By Daniel Llanto
The Philippines’ top diplomat rejected claims that Sabah is now part of Malaysia as the Malaysian foreign ministry announced that Kuala Lumpur stopped paying cession money to the heirs of the Sultanate of Sulu to indicate that Sabah is now its full-fledged territory.
Foreign Affairs Sec. Teodoro Locsin Jr. on July 27 slammed a photo caption issued by the US Embassy in Manila that designates Sabah as part of Malaysia, negating the Philippine’s historical claim to Sabah.
In a series of tweets, Locsin berated the US embassy for saying that Sabah is in Malaysia, citing the Philippines’ claim to the territory.
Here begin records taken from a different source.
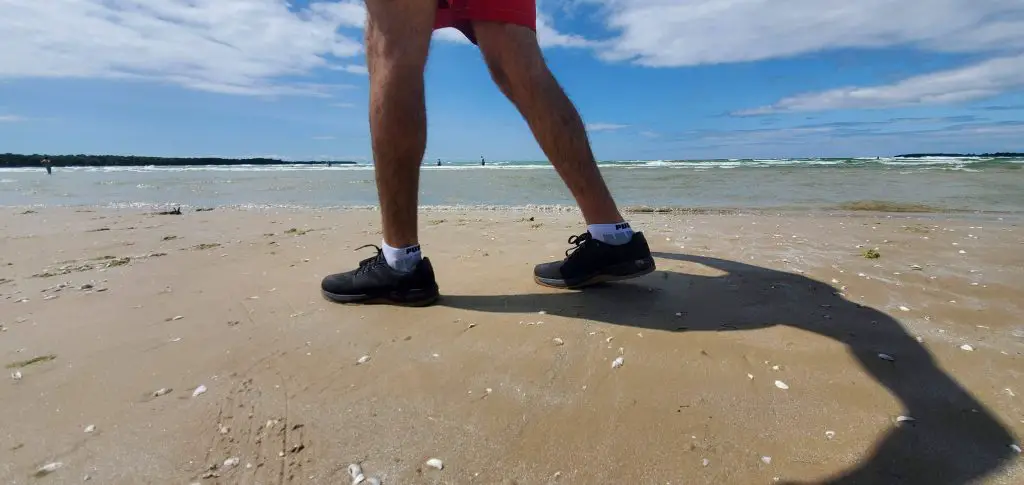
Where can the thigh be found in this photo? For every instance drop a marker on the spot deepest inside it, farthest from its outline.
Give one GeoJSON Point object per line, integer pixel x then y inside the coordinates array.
{"type": "Point", "coordinates": [398, 31]}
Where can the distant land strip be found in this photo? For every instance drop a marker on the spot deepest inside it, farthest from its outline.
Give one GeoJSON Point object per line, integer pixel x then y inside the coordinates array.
{"type": "Point", "coordinates": [19, 161]}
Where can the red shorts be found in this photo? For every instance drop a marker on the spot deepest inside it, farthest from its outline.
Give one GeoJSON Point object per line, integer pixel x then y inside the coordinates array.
{"type": "Point", "coordinates": [460, 13]}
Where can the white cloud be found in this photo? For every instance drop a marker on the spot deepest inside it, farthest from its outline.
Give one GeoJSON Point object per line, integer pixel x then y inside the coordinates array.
{"type": "Point", "coordinates": [229, 46]}
{"type": "Point", "coordinates": [547, 36]}
{"type": "Point", "coordinates": [604, 127]}
{"type": "Point", "coordinates": [351, 69]}
{"type": "Point", "coordinates": [670, 33]}
{"type": "Point", "coordinates": [974, 82]}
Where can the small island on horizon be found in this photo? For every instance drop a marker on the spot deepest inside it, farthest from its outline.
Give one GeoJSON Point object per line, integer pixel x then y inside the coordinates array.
{"type": "Point", "coordinates": [20, 161]}
{"type": "Point", "coordinates": [997, 155]}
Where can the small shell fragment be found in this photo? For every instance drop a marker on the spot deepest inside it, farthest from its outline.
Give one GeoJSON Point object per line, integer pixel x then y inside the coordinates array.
{"type": "Point", "coordinates": [435, 464]}
{"type": "Point", "coordinates": [48, 469]}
“Sabah is not in Malaysia if you (need) to have anything to do with the Philippines,” Locsin said, reacting to a post from the US Agency for International Development (USAID) Manila’s distribution of hygiene kits to Filipinos repatriated from Sabah.
Malaysian Foreign Minister Datuk Seri Hishammuddin Hussein earlier claimed his country stopped paying cession money to the heirs of the Sultanate of Sulu. He said Malaysia also did not recognize and entertain any claim by any party over Sabah, which has been recognized as part of Malaysia by the United Nations.
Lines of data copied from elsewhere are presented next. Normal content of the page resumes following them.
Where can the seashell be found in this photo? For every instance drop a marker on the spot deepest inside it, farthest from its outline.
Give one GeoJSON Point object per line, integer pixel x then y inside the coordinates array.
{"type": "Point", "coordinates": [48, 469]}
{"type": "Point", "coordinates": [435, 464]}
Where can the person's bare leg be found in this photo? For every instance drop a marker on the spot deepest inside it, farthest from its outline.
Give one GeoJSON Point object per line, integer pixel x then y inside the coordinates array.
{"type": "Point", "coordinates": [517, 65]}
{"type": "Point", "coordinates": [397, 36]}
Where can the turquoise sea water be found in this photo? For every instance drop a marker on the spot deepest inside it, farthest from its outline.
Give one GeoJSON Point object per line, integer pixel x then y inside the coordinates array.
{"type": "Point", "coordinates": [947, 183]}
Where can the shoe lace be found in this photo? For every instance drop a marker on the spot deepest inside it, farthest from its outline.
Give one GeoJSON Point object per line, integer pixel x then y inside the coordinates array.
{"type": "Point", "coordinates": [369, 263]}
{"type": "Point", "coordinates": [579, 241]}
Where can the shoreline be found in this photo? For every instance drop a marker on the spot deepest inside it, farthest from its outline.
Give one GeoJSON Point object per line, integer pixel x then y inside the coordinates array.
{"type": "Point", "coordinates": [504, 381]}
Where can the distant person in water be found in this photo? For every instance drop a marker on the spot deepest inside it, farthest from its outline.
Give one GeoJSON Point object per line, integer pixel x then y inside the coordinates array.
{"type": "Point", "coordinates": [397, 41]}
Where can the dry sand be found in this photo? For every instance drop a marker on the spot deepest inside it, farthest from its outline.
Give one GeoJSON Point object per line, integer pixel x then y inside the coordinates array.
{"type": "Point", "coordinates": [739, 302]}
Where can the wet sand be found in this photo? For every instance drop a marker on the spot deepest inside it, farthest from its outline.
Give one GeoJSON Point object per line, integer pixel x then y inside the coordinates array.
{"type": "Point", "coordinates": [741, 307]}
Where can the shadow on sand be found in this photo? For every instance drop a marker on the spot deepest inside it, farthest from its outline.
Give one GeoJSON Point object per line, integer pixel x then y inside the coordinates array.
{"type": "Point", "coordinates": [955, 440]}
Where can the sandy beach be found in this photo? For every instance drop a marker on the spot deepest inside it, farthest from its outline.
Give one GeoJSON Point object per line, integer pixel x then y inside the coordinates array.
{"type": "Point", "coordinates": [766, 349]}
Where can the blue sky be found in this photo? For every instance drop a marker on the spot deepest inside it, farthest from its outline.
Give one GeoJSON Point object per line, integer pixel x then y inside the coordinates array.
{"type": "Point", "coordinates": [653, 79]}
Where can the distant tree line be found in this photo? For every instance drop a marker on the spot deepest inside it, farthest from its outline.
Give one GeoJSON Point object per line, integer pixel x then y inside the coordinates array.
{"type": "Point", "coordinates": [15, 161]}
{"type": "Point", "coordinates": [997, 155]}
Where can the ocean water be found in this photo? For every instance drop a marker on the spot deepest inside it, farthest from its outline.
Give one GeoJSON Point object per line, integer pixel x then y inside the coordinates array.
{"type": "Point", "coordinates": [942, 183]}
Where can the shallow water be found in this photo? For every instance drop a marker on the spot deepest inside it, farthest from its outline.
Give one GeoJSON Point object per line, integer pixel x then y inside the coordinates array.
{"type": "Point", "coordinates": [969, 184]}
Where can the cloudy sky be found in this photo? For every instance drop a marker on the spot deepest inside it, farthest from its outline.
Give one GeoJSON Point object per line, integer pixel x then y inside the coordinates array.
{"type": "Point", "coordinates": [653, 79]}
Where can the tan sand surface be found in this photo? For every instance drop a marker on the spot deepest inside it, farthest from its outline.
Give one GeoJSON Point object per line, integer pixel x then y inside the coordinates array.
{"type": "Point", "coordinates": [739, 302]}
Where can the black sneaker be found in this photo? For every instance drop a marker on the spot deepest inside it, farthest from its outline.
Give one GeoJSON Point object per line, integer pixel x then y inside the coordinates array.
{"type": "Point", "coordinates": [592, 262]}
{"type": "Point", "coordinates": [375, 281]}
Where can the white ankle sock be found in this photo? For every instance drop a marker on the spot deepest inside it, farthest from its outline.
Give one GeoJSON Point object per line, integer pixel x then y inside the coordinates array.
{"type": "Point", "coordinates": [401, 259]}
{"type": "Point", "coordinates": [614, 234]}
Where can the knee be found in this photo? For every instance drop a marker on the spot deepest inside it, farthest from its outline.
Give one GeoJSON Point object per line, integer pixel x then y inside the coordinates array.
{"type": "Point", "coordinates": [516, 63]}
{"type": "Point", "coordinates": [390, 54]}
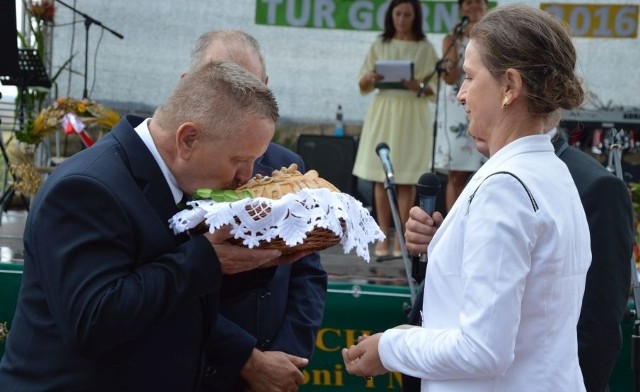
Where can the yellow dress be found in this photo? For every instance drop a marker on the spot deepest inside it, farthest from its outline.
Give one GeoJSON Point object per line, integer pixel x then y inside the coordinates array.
{"type": "Point", "coordinates": [398, 117]}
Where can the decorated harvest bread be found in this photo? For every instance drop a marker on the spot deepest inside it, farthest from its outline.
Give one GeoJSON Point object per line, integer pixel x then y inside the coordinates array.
{"type": "Point", "coordinates": [283, 181]}
{"type": "Point", "coordinates": [288, 211]}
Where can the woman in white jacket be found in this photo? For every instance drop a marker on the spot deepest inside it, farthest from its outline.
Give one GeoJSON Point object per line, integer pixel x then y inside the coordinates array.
{"type": "Point", "coordinates": [507, 267]}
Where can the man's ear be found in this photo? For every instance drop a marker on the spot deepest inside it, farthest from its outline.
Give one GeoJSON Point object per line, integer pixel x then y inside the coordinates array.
{"type": "Point", "coordinates": [513, 84]}
{"type": "Point", "coordinates": [186, 138]}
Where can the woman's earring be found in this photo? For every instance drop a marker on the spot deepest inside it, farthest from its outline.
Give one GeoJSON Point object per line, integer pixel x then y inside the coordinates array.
{"type": "Point", "coordinates": [505, 102]}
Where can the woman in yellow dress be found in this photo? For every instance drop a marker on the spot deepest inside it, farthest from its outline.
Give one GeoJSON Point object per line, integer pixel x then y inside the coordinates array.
{"type": "Point", "coordinates": [398, 117]}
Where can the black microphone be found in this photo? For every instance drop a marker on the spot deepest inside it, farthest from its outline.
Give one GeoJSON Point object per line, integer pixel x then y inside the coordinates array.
{"type": "Point", "coordinates": [463, 24]}
{"type": "Point", "coordinates": [382, 149]}
{"type": "Point", "coordinates": [428, 187]}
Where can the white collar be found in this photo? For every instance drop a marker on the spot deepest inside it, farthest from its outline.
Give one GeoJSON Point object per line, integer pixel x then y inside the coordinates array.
{"type": "Point", "coordinates": [143, 131]}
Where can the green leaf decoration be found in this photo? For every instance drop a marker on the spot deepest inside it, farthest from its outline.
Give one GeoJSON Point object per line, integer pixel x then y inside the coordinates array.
{"type": "Point", "coordinates": [221, 195]}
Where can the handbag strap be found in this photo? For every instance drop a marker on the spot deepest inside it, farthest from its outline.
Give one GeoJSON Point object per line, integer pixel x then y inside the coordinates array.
{"type": "Point", "coordinates": [534, 205]}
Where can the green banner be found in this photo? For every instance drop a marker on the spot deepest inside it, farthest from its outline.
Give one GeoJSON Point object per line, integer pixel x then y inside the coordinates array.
{"type": "Point", "coordinates": [352, 310]}
{"type": "Point", "coordinates": [364, 15]}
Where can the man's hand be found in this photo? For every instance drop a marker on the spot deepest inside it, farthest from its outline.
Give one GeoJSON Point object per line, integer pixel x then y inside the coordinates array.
{"type": "Point", "coordinates": [273, 371]}
{"type": "Point", "coordinates": [420, 229]}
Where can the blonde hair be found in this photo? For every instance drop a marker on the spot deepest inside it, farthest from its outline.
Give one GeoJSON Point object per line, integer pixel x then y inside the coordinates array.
{"type": "Point", "coordinates": [539, 47]}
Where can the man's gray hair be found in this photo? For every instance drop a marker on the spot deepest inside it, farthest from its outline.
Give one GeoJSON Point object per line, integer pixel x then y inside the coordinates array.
{"type": "Point", "coordinates": [238, 45]}
{"type": "Point", "coordinates": [218, 97]}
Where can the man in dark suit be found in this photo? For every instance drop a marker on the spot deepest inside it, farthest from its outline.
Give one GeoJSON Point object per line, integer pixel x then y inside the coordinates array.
{"type": "Point", "coordinates": [259, 328]}
{"type": "Point", "coordinates": [607, 204]}
{"type": "Point", "coordinates": [110, 298]}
“Malaysia and the Philippines have an understanding that the claim over Sabah will not be raised at any regional or international platform,” Hussein said. Malaysia stopped paying annual cession money of RM5,300 through lawyers representing the nine heirs of the Sulu Sultanate since 2013.
He said the payments were made based on a treaty signed on January 22, 1878, between the then sultan of Sulu, Sultan Jamal Al Alam, and Baron de Overbeck and Alfred Dent of the British North Borneo Co.
“Apart from the payments to the heirs of the Sulu Sultanate, Malaysia has never made any payment to the Philippine government,” Hishammuddin said in a written reply to Chang Foon Hin (PH-Kota Kinabalu), uploaded on the Parliament website, according to a report by Bernama newspaper.
It said Chang wanted to know if the Malaysian government planned to stop paying the cession money to the Sulu Sultanate through the Philippine government as a measure to end foreign interference in Malaysia’s sovereignty.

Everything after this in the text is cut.